On the other hand, the media attention that social care receives at sporadic times suggests the public are not always indifferent or unengaged.

This seems to be reflected in the BSA data. As the first chart shows, there was an increase in dissatisfaction in 2017 – a reflection perhaps of heightened public concern at a time when the Conservative Party’s social care reform proposals were aired, and pejoratively characterised as a ‘dementia tax’ by some.

Access and quality

There is of course another, more straightforward, explanation for the low satisfaction ratings for social care, and that is that many people are genuinely dissatisfied with social care.

The exact reasons for low levels of satisfaction may not be pinpointed precisely in the BSA survey data, but ample evidence points to problems in access to and quality of social care services.

Local authorities in England have witnessed a 49% real reduction in government funding between 2010/11 and 2017/18. And while they have sought to protect their adult social care budgets, support is increasingly reserved for those with the severest needs, meaning fewer and fewer people are receiving publicly funded social care.

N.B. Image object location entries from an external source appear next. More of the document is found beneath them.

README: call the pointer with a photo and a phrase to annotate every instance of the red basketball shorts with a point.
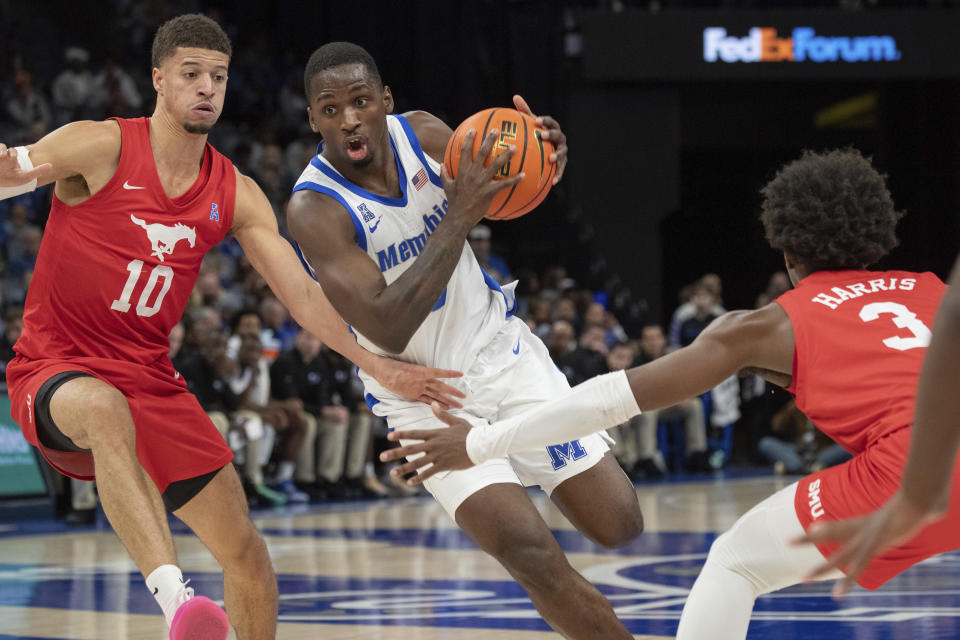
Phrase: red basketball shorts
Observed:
(175, 438)
(864, 484)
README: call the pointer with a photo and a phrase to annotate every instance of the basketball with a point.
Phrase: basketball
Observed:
(531, 157)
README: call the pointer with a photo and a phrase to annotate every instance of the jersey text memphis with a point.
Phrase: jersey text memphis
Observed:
(393, 232)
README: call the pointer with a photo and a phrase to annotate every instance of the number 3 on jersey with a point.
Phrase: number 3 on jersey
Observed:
(903, 318)
(122, 304)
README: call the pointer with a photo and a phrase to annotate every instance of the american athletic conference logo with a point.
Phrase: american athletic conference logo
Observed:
(163, 239)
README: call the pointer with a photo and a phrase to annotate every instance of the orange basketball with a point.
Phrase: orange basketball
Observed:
(531, 157)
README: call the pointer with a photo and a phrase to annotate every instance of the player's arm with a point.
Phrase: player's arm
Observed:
(762, 338)
(255, 227)
(80, 157)
(390, 315)
(924, 494)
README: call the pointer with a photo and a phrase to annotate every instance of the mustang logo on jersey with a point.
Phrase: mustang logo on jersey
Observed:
(163, 239)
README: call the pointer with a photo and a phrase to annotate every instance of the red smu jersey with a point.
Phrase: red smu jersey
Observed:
(860, 341)
(114, 273)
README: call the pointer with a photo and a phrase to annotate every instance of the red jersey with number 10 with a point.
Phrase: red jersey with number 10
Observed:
(860, 341)
(114, 273)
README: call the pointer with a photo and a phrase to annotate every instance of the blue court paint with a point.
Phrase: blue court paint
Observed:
(646, 583)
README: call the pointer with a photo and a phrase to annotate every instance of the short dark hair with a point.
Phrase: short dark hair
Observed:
(188, 30)
(336, 54)
(830, 210)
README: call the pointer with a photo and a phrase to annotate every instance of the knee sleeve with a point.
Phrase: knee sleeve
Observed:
(758, 547)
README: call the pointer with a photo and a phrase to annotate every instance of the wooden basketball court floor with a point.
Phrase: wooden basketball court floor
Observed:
(395, 569)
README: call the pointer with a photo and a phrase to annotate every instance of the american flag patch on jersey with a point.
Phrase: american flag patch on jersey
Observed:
(420, 179)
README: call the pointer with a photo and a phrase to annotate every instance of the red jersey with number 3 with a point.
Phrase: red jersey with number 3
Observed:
(114, 273)
(861, 337)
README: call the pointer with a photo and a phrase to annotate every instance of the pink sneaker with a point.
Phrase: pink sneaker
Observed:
(199, 618)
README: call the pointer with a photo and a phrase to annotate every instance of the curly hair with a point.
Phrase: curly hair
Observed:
(830, 210)
(335, 54)
(188, 30)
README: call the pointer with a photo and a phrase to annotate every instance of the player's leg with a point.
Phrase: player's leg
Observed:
(93, 415)
(581, 476)
(218, 515)
(502, 520)
(752, 558)
(601, 503)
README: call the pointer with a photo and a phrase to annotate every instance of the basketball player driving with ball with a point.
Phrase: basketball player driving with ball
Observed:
(383, 229)
(137, 204)
(847, 342)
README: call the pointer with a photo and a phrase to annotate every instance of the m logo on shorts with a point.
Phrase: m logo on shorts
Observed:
(560, 454)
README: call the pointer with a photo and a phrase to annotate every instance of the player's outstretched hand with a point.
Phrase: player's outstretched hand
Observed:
(11, 175)
(472, 191)
(551, 132)
(445, 449)
(416, 382)
(865, 538)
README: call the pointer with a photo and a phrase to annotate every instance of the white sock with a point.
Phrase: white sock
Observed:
(166, 584)
(285, 471)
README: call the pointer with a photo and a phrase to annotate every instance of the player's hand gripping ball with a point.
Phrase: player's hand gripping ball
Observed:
(532, 157)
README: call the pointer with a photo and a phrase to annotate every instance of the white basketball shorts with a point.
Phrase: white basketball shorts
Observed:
(510, 376)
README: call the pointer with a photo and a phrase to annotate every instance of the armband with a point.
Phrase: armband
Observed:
(23, 159)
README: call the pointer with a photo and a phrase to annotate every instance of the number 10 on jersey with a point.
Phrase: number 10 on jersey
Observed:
(122, 304)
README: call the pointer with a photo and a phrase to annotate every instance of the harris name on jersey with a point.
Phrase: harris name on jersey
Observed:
(838, 295)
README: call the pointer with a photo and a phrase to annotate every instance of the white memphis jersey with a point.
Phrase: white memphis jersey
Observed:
(393, 231)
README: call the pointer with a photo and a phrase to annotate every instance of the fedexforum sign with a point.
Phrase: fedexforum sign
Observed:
(764, 44)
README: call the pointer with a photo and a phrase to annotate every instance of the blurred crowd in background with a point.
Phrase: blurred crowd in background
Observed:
(292, 410)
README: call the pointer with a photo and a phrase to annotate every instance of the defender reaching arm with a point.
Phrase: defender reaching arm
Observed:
(762, 339)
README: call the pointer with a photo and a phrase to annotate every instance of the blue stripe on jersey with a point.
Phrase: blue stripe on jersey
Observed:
(319, 188)
(493, 284)
(331, 173)
(442, 300)
(303, 261)
(418, 150)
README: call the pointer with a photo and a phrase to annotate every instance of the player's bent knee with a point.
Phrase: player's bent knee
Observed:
(533, 562)
(106, 417)
(619, 530)
(244, 549)
(726, 554)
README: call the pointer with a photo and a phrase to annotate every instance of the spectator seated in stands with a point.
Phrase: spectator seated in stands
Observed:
(306, 374)
(259, 414)
(650, 461)
(700, 309)
(587, 360)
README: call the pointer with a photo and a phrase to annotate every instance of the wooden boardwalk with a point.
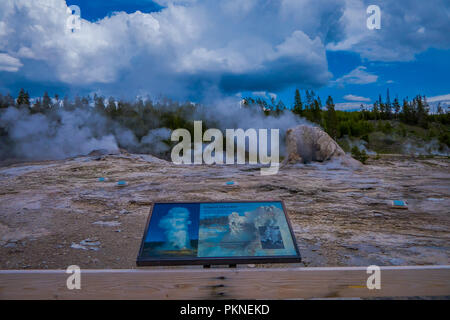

Between 2009/10 and 2013/14, the total number of adults receiving long-term, publicly funded social care fell by 27% as eligibility criteria steadily tightened. National eligibility criteria was introduced in 2015 but even still, between 2015/16 and 2017/18 the total number of people receiving long-term care in England fell by 1.7% to 857,770 people. Over half of older people with care needs have unmet needs, and complaints to the Social Care Ombudsman have risen by 169% since 2010/11 – with the most common complaints about councils relating to assessments and charging.

Listen to the public: time to act

It is perhaps not surprising that the public are dissatisfied with a public service that is unfair, unclear and unfit to meet the rising needs across the population. That dissatisfaction remains high suggests there is much to be gained from moving forward with the long-promised reform of social care services – the over-reliance on informal carers and self-funders to prop up the system is not sustainable.

The promised green paper offers an opportunity to move policy onwards. Crucially, the government must address the funding crisis facing the sector, and this will be complex as public awareness is low and different population groups have different perceptions. But there is now growing evidence of public consensus to pay more for a system that works better, with one recent survey finding that 82% of the British public support a 3.9% increase in social care spending, and another paper finding a high degree of consensus across the UK that everyone should pay in to a collective, public fund for social care.

After nine years of austerity, there is therefore a clear opportunity in the 2019 Spending Review and green paper for the government to take steps to secure a sustainable future for social care.